Do not put multiple SPLUNK_FIPS_MODE lines in the file.

Use indexes with FIPS mode turned on

A Splunk Enterprise instance that operates in FIPS mode neither alters the data it has indexed nor changes how it handles that data in any way. You can copy indexes between FIPS and non-FIPS indexers.

Confirm FIPS mode status

You can use the Splunk CLI, a REST endpoint, or a Splunk search to determine whether or not the Splunk instance is in FIPS mode.

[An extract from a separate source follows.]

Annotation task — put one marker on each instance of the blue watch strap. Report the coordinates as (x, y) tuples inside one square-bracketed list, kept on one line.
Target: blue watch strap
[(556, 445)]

The following CLI command returns FIPS mode status: 

splunk show fips-mode -auth <username>:<password>
  • If FIPS mode is on, the CLI command returns FIPS mode enabled.
  • Otherwise, it returns FIPS mode disabled.

The following REST call returns FIPS mode status: 

curl -s -k -u admin:changeme https://localhost:8089/services/server/info | grep fips_mode

If FIPS mode is on, this call returns the following: 

<s:key name="fips_mode">1</s:key>

The following Splunk search returns FIPS mode status: 

"| rest splunk_server=local /services/server/info | fields fips_mode"

If FIPS mode is on, the search returns the following: 

fips_mode
---------
        1

Troubleshoot Splunk Enterprise in FIPS mode

  • If your Splunk Enterprise instance is in FIPS mode and the Rivest-Shamir-Adelman (RSA) encrypted private keys that you usually use do not work, those keys might be incompatible with FIPS. To mitigate this issue, you can convert your Privacy Enhanced Mail (PEM) private key to the Public Key Cryptography Standards #8 (PKCS 8) format to make them compatible.
  • After you install Splunk software without FIPS mode turned on, you cannot later turn FIPS mode on, even during an upgrade. If you require FIPS compliance, confirm that your initial Splunk Enterprise installation is FIPS-enabled. To change to a version running FIPS mode, reinstall Splunk Enterprise and use the procedure in this topic to enable FIPS.
  • If you have problems running a Splunk app, confirm that it is certified to run in FIPS mode and does not have dependencies on cryptographic algorithms that FIPS turns off, such as MD5 and RC4.